Have you been itching to play with Spark, but been somewhat put off by the in-depth documentation? Then this guide is for you. I've been wanting to try Pyspark for some time now, and was surprised there was no 'quickstart', aka. get your first Pyspark job up and running in 5 minutes guide. So I wrote this tutorial. This guide will walk you through the process of installing Spark on a local machine and get you started writing map reduce applications.

Prerequisites: Familiarity with Python and Bash. The operating system I'm using is Ubuntu, if you are using another Linux distro, you can most likely just follow along. However, if you are using OS X some adaptation may be needed.

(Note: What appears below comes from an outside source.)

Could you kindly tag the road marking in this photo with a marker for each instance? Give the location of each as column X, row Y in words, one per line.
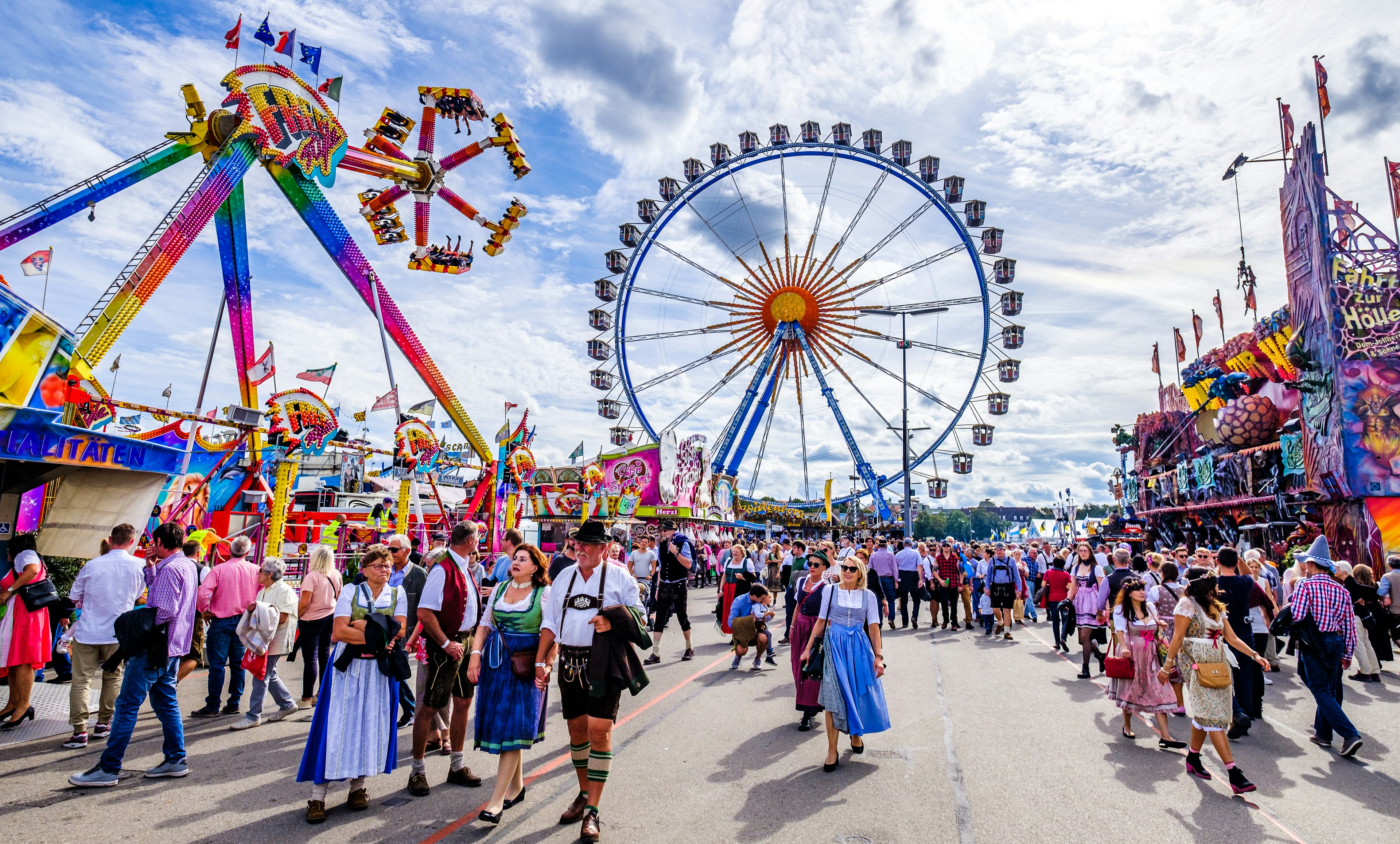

Note: Spark is in continuous development. The examples in this guide have been written for spark 1.5.1 built for Hadoop 2.6. As of today, spark 1.5.1 is the most recent version, but by the time you read this, it may very well be outdated. If this is the case, you can most likely follow along by replacing the version numbers with the most current version. e.g. spark-x.y.z instead of spark 1.5.1 .

Why Spark?

To me, one of the most appealing features of Spark is the ability to write map reduce jobs in Python. Until recently there weren't many alternatives to writing verbose Java programs if you wanted to write map reduce jobs. Now however, with Spark's Python api, developers can easily and rapidly prototype ideas using a language that is built on core philosophies such "Don’t try for perfection because “good enough” is often just that." and "Readability counts". This, combined with the fact that almost every programmer knows Python, makes me believe that very soon Python will be the most commonly used language for Spark applications.

Downloading Spark

First download the latest version of Spark. In the 'Choose a package type' dropdown, select the most recent 'Prebuilt for Hadoop X.Y or later' version. As of date, this is Spark release 1.5.1 and the binaries are 'Pre-built for Hadoop 2.6 or later' To verify the installation, you can run the md5sum command on it. e.g. md5sum spark-1.5.1-bin-hadoop2.6.tgz and compare the output of the hash with the signatures and checksums listed for that version on the spark homepage.

Installing Spark

We are going to install Spark into /usr/local/bin, but there are several other viable locations you could install it to.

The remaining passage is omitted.